The analysis requires digging through a variety of sources, as most of the relevant information consists of closely owned business data. “The data collection effort was extensive,” Ziegler says. “We looked at academic articles, industry and government reports, press releases and specification papers. We also saw some legal filings that came to the fore. We had to piece together data from many different sources to get an idea of what was happening. He says they collected “about 15,000 qualitative and quantitative data points across 1,000 individual records from approximately 280 contexts.”
Data from the earliest times are the most difficult to access and may contain the greatest uncertainties, says Transic, but he attempted to account for these uncertainties by comparing different data sources from the same period.

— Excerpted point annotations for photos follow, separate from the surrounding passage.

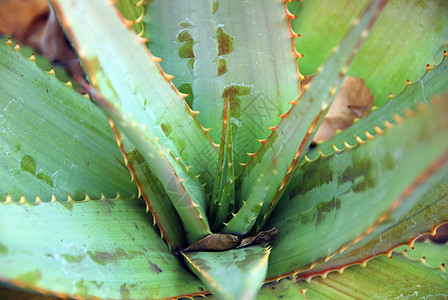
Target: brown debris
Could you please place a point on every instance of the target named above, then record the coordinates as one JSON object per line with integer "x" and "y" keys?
{"x": 222, "y": 242}
{"x": 33, "y": 22}
{"x": 353, "y": 101}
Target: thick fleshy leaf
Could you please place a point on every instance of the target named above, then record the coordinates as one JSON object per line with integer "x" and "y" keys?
{"x": 423, "y": 209}
{"x": 135, "y": 84}
{"x": 232, "y": 274}
{"x": 433, "y": 82}
{"x": 236, "y": 49}
{"x": 223, "y": 197}
{"x": 53, "y": 141}
{"x": 157, "y": 200}
{"x": 287, "y": 142}
{"x": 93, "y": 249}
{"x": 383, "y": 278}
{"x": 316, "y": 216}
{"x": 186, "y": 194}
{"x": 430, "y": 253}
{"x": 408, "y": 36}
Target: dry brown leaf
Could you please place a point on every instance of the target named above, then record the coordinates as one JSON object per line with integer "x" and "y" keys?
{"x": 354, "y": 100}
{"x": 33, "y": 23}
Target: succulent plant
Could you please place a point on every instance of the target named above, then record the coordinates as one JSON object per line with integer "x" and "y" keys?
{"x": 220, "y": 154}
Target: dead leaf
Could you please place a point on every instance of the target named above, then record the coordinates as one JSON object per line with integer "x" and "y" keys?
{"x": 33, "y": 22}
{"x": 261, "y": 238}
{"x": 215, "y": 242}
{"x": 354, "y": 100}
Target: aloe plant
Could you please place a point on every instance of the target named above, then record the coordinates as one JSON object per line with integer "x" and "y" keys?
{"x": 220, "y": 154}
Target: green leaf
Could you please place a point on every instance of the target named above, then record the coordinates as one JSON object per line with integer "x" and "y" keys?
{"x": 414, "y": 216}
{"x": 407, "y": 36}
{"x": 53, "y": 141}
{"x": 232, "y": 274}
{"x": 383, "y": 278}
{"x": 157, "y": 200}
{"x": 134, "y": 84}
{"x": 433, "y": 82}
{"x": 291, "y": 137}
{"x": 236, "y": 49}
{"x": 223, "y": 197}
{"x": 93, "y": 249}
{"x": 186, "y": 194}
{"x": 430, "y": 253}
{"x": 315, "y": 219}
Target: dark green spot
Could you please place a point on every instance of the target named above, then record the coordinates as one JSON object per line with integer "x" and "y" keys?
{"x": 3, "y": 250}
{"x": 79, "y": 195}
{"x": 100, "y": 258}
{"x": 184, "y": 35}
{"x": 103, "y": 258}
{"x": 326, "y": 207}
{"x": 67, "y": 205}
{"x": 154, "y": 268}
{"x": 222, "y": 66}
{"x": 166, "y": 129}
{"x": 80, "y": 288}
{"x": 215, "y": 6}
{"x": 186, "y": 50}
{"x": 46, "y": 178}
{"x": 30, "y": 278}
{"x": 72, "y": 259}
{"x": 190, "y": 63}
{"x": 124, "y": 291}
{"x": 363, "y": 174}
{"x": 185, "y": 24}
{"x": 388, "y": 162}
{"x": 225, "y": 42}
{"x": 233, "y": 91}
{"x": 135, "y": 156}
{"x": 28, "y": 164}
{"x": 186, "y": 88}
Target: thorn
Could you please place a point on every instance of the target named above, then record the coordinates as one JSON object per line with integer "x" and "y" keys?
{"x": 347, "y": 145}
{"x": 397, "y": 118}
{"x": 409, "y": 113}
{"x": 387, "y": 124}
{"x": 32, "y": 58}
{"x": 359, "y": 140}
{"x": 368, "y": 135}
{"x": 142, "y": 40}
{"x": 378, "y": 130}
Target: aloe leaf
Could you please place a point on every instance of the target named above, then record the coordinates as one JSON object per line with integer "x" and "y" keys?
{"x": 430, "y": 253}
{"x": 413, "y": 217}
{"x": 133, "y": 13}
{"x": 157, "y": 200}
{"x": 382, "y": 278}
{"x": 433, "y": 82}
{"x": 53, "y": 141}
{"x": 325, "y": 194}
{"x": 205, "y": 44}
{"x": 185, "y": 192}
{"x": 285, "y": 289}
{"x": 232, "y": 274}
{"x": 223, "y": 200}
{"x": 135, "y": 83}
{"x": 96, "y": 249}
{"x": 294, "y": 133}
{"x": 407, "y": 36}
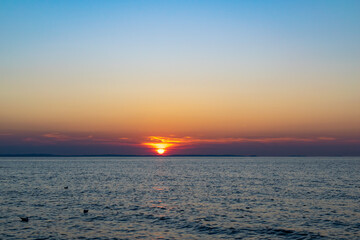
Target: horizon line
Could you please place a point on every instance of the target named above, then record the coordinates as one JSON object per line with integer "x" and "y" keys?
{"x": 173, "y": 155}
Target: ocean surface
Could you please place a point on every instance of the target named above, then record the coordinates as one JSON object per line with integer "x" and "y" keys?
{"x": 180, "y": 198}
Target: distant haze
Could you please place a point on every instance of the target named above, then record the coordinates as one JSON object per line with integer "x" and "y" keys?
{"x": 203, "y": 77}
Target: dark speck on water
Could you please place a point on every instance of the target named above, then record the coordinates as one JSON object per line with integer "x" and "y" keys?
{"x": 180, "y": 198}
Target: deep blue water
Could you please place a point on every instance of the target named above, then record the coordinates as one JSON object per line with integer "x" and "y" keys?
{"x": 180, "y": 198}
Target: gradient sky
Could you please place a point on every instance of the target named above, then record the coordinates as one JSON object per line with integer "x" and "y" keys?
{"x": 203, "y": 77}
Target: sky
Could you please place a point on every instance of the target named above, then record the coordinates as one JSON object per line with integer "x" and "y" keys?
{"x": 189, "y": 77}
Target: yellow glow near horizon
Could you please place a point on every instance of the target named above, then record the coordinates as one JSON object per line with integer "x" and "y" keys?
{"x": 160, "y": 151}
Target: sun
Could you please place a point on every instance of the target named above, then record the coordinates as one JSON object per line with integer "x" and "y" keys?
{"x": 160, "y": 150}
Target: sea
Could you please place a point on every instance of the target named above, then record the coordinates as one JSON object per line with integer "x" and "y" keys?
{"x": 180, "y": 197}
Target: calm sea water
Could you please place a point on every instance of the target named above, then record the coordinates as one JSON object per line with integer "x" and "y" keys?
{"x": 180, "y": 198}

Overall, she says, “we estimate that most of the cost decline, more than 50 percent, has come from activities related to research and development.” This involved both private sector and government-funded research and development, and within that R&D category the “vast majority” of that cost decline came from chemistry and materials research.
It was an interesting discovery, she says, because “there were so many variables that people were working through a lot of different endeavors,” including the design of battery cells, their manufacturing systems, supply chains, and more. “Cost improvements emerged from the efforts and diverse set of many people, not just the work of a few individuals.”
The findings about the importance of investing in R&D were particularly important, Ziegler says, because much of this investment occurred after the commercialization of lithium-ion battery technology, a stage at which some analysts thought that Research contributions will become less important. Over a nearly 20-year period starting five years after the battery’s introduction in the early 1990s, he says, “most of the cost reduction still came from R&D. R&D contributions ended when commercialization began.” It didn’t happen. In fact, it was still the biggest contributor to cost reduction.”
The study took advantage of an analytical approach that Trancic and his team had initially developed to analyze the similarly sharp decline in the cost of silicon solar panels over the past few decades. He also applied the approach of understanding the rising cost of nuclear power. “It’s really happening at a fundamental mechanism of technological change,” she says. “And we can even develop these models over time, which allows us to uncover levers that people can use to improve the technology in the future.”
She says that one advantage of the methodology that Trancic and her colleagues developed is that it helps reconcile the relative importance of different factors when multiple variables are changing simultaneously, which is usually the case in a technique. as an improvement. “It’s not just adding up the cost effects of these variables,” she says, “because many of these variables affect many different cost components. There’s a complex web of such dependencies.” But the team’s methodology is This makes it possible to see “how the overall cost change can be attributed to those variables, by essentially mapping out that network of dependencies,” she says.
It can help provide guidance on public spending, private investment and other incentives. “What are all the things that different decision makers can do?” she asks. “What decisions do they have so that they can improve the technology, which is important in the case of low-carbon technologies, where we are looking for solutions to climate change and we have limited time and limited resources? It allows us to be a little more intentional about where we invest the time and money.”
“This paper aggregates available data in a systematic way to determine changes in cost components of lithium-ion batteries between 1990–1995 and 2010–2015,” says Laura Diaz Anadon, a professor of climate change policy at the University of Cambridge. , which was not associated with this research. “This period was a pivotal one in the history of the technology, and understanding the evolution of cost components lays the groundwork for future work on the mechanism and may help inform research efforts in other types of batteries.”
The research was supported by the Alfred P. Sloan Foundation, the Environmental Defense Fund and the MIT Technology and Policy Program.